Oil prices moved modestly higher on Tuesday after renewed security incidents in the Strait of Hormuz revived concerns over potential disruptions to global energy shipments, offsetting expectations of stronger supply from OPEC+ producers.
By 04:41 ET (08:41 GMT), Brent crude futures had risen 1.1% to US$72.77 a barrel, while US West Texas Intermediate crude futures gained 1.1% to US$69.30 a barrel.
Fresh attacks reignite shipping concerns
According to Axios, citing two US officials, Iran’s military launched at least two missiles at commercial vessels transiting the Strait of Hormuz on Monday night, ending a week-long pause in attacks under an informal understanding between Washington and Tehran.
The report added that the United States is expected to respond with strikes against Iranian targets.
Earlier on Tuesday, the UK Maritime Trade Operations agency confirmed it had received a report that a tanker travelling near the coast of Oman had been struck by an unidentified projectile, causing a fire onboard. Although Iran has not officially claimed responsibility, anonymous sources cited by Iranian state television suggested the target was a tanker carrying liquefied natural gas from Qatar.
Tehran has stated that vessels using the Strait of Hormuz must follow routes approved by Iran and warned that any US interference would be met with “a rapid and decisive action.”
Axios reported that the latest incidents followed the expiration of a one-week agreement between the United States and Iran to suspend attacks in the strategically important waterway, placing a recently signed memorandum of understanding under renewed pressure.
Shipping recovery remains uncertain
Oil prices have retreated significantly since the temporary peace agreement reached in June. Following the outbreak of hostilities in late February, crude prices climbed above US$110 per barrel, fuelling fears of a renewed surge in global inflation.
While recent data indicates shipping traffic through the Strait of Hormuz has started to recover, activity remains below normal levels.
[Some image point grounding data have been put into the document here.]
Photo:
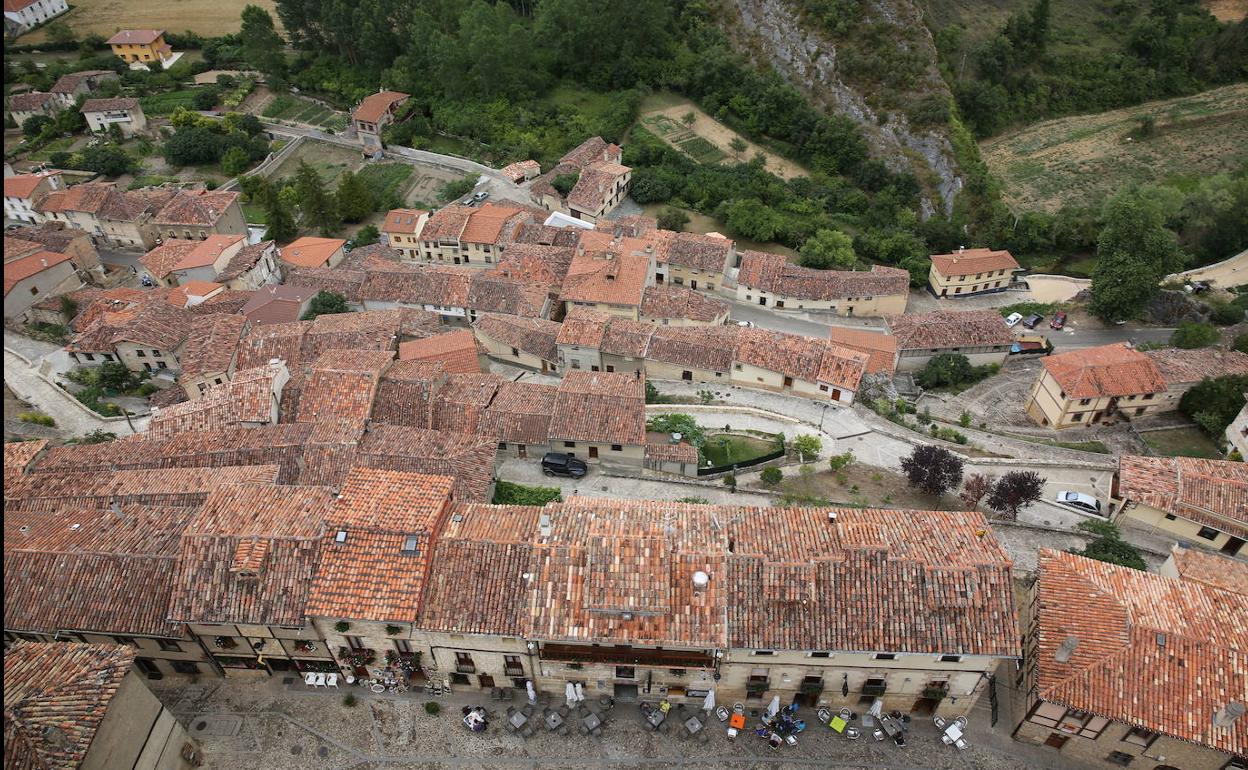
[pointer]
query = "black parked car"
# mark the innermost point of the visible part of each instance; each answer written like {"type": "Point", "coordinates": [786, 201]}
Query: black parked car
{"type": "Point", "coordinates": [555, 463]}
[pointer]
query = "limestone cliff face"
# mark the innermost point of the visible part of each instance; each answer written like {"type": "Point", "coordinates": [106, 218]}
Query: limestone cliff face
{"type": "Point", "coordinates": [773, 31]}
Control of the waterway continues to be a central issue in negotiations, alongside Iran’s nuclear programme and the conflict involving Israel and Hezbollah in Lebanon.
Iran continues to insist on retaining a degree of authority over navigation through the strait, a position the United States has rejected.
“Oil prices are back to pre-conflict levels, even though the Strait of Hormuz is still only seeing a fraction of traffic go through. There is still supply-chain stress here,” analysts at Deutsche Bank, led by Henry Allen, said in a research note.
Rising production limits gains
Despite geopolitical support, expectations of higher global oil supply limited further gains.
OPEC+ members, including Russia, agreed on Sunday to increase production targets by 188,000 barrels per day from August, following similar output increases in June and July.
Meanwhile, the United Arab Emirates, which abandoned its OPEC+ production quota in May, said crude production exceeded 3.8 million barrels per day in June, surpassing levels seen before the conflict with Iran.
Saudi Aramco also reduced the official selling price of its flagship Arab Light crude for Asian customers for August, offering the grade at a discount to the regional benchmark for the first time since 2020. The move reflects growing competition among Gulf producers as export volumes recover.